In Leadership Academy, everything is done by students. We film the videos, control the assemblies and teach others. After lockdown, we could no longer do what we did before; so we decided to come up with a new strategy. We made our very own slide presentation exhibiting the qualities of leadership.
We used programs such as Screencastify to film individual videos explaining the 7 Habits. We also had some other fun activities for the students to interact with, such as daily quotes, jokes, weekly birthdays and even an artist of the week. Our group meets every Thursday at 2:15 p.m. to edit our slideshow and make new videos.
Each person has their own job to do. Some students focus on birthdays and some are good with making videos. My job is to manage the artist of the week. It brings joy to me and the other members of this group to see our teachers and classmates interact and enjoy our creations.
Mrs. Tegman has taken the time to teach us responsibility by letting us manage the projects we do and to collaborate with the other members on how to do it.

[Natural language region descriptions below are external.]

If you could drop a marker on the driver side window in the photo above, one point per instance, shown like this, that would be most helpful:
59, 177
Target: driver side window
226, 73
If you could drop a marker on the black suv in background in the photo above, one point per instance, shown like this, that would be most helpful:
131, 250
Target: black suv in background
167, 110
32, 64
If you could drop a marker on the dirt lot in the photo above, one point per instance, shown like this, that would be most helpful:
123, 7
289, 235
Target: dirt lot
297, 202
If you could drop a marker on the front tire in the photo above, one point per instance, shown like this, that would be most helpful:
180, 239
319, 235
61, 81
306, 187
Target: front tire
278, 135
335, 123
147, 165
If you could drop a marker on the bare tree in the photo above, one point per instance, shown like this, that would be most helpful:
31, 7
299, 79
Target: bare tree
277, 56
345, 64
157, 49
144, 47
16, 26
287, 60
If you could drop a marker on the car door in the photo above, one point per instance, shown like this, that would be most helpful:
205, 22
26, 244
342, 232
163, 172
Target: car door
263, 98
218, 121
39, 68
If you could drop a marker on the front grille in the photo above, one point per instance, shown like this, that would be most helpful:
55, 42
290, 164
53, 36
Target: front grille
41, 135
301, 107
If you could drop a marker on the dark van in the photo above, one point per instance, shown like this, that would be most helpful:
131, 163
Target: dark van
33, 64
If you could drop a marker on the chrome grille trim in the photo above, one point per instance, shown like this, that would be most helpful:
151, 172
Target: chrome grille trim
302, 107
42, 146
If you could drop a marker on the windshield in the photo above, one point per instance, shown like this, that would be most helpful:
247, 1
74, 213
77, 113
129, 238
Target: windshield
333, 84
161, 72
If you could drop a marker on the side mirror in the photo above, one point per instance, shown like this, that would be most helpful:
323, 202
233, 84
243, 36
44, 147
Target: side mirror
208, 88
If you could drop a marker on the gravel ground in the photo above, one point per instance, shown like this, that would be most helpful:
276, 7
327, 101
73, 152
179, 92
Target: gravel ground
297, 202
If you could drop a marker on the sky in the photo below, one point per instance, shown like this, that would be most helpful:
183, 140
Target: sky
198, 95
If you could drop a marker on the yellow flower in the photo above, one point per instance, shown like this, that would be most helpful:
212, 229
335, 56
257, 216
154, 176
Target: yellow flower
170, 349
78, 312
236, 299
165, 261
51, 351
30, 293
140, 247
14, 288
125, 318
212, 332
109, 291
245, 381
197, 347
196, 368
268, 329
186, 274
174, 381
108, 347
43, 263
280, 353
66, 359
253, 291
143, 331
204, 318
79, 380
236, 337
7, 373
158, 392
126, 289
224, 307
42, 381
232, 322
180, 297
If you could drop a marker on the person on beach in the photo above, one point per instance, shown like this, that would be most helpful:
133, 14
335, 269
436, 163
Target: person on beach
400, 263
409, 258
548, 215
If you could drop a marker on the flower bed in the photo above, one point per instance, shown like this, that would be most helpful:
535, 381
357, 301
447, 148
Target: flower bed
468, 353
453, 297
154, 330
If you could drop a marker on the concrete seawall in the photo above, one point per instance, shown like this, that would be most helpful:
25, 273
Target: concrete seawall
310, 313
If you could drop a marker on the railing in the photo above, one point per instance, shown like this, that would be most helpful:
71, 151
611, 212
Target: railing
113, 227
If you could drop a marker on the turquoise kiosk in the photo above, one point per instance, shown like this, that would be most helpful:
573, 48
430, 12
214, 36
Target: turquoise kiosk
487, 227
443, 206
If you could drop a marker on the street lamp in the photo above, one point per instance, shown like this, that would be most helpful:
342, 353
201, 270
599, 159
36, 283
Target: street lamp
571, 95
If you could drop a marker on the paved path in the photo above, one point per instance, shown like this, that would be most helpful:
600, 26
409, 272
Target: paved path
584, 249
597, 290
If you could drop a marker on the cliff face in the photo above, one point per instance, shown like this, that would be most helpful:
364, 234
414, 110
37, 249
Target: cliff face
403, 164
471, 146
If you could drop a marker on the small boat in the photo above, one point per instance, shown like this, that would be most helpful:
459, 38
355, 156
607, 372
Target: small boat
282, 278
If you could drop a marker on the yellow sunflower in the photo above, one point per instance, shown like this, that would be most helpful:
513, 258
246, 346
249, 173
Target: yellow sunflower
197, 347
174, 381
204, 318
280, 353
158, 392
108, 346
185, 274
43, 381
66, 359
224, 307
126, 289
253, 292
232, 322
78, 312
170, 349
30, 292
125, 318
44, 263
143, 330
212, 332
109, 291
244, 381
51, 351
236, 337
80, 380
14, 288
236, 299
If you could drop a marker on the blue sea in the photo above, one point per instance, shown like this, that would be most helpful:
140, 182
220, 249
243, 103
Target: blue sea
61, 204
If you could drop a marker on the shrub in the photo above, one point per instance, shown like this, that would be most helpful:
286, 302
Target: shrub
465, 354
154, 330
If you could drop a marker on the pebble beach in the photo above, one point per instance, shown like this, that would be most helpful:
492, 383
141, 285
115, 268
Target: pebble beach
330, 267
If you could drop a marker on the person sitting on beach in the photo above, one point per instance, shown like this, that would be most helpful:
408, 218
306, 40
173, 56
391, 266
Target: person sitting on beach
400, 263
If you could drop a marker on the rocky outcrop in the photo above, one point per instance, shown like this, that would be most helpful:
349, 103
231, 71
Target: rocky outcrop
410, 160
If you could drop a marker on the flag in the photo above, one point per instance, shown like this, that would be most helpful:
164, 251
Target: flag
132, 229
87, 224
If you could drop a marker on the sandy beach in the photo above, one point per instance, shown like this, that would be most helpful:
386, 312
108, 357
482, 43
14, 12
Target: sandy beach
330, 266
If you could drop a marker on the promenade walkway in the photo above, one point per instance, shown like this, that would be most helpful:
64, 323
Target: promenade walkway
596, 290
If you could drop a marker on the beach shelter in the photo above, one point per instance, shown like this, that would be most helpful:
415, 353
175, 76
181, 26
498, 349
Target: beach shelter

She has made it her mission to be there for us every single week, teaching us responsibility. This has been especially important during quarantine when lots of things in the world seem chaotic. I trust her and know I can always count on her and that she will always be there for me and the other members of Leadership Academy.
My teacher, Ms. Joy Graham, has done a phenomenal job teaching us how to manage our time and schedule so far this year. Even though it’s her first year teaching, you wouldn’t know it since she is so amazing and kind.
Ms. Graham has been working with a first-grade teacher at our school to have Little Buddies. We are each assigned to one or two buddies in a first-grade class. I have had the opportunity to communicate with my buddies through Screencastify videos. I sent them a video to let them get to know me and they have sent one back. I even learned that one of them likes to eat “nuggies” (chicken nuggets). As the older kids, we can teach our buddies responsibility and other leadership qualities, and maybe even inspire them to participate in leadership activities in the future.
My teacher has also encouraged me to think creatively. My most recent project is a website to help with classroom management. My teacher offers prizes that we can obtain by spending the points we earn during distance learning classes. She offers things like stickers, gift cards and other fun digital activities like a five-minute Zoom game of our choice. In order to make this simpler for her and my classmates, I created a website through Google Sites which shows all of the prizes and their point values and even some tips on how to earn the points needed to buy them. When I introduced her to my project, she thought it was cool and was excited to share it with the class once I was finished.
As a student, I look up to Ms. Graham and I am grateful that she fully supports me and my ideas. She motivates me to use my skills and creativity to be a better leader.
When all seemed lost and this pandemic took everything normal out of the school year, exceptional educators did not give up. They made it their priority to continue encouraging us to be better people so that when we return, we can be more prepared and maybe we can even be better leaders than we were before COVID-19. What people have inspired you to be a better leader, or better yet ... who have YOU inspired?
Kaylee Ax attends Ridge Crest Elementary School in the Moreno Valley Unified School District.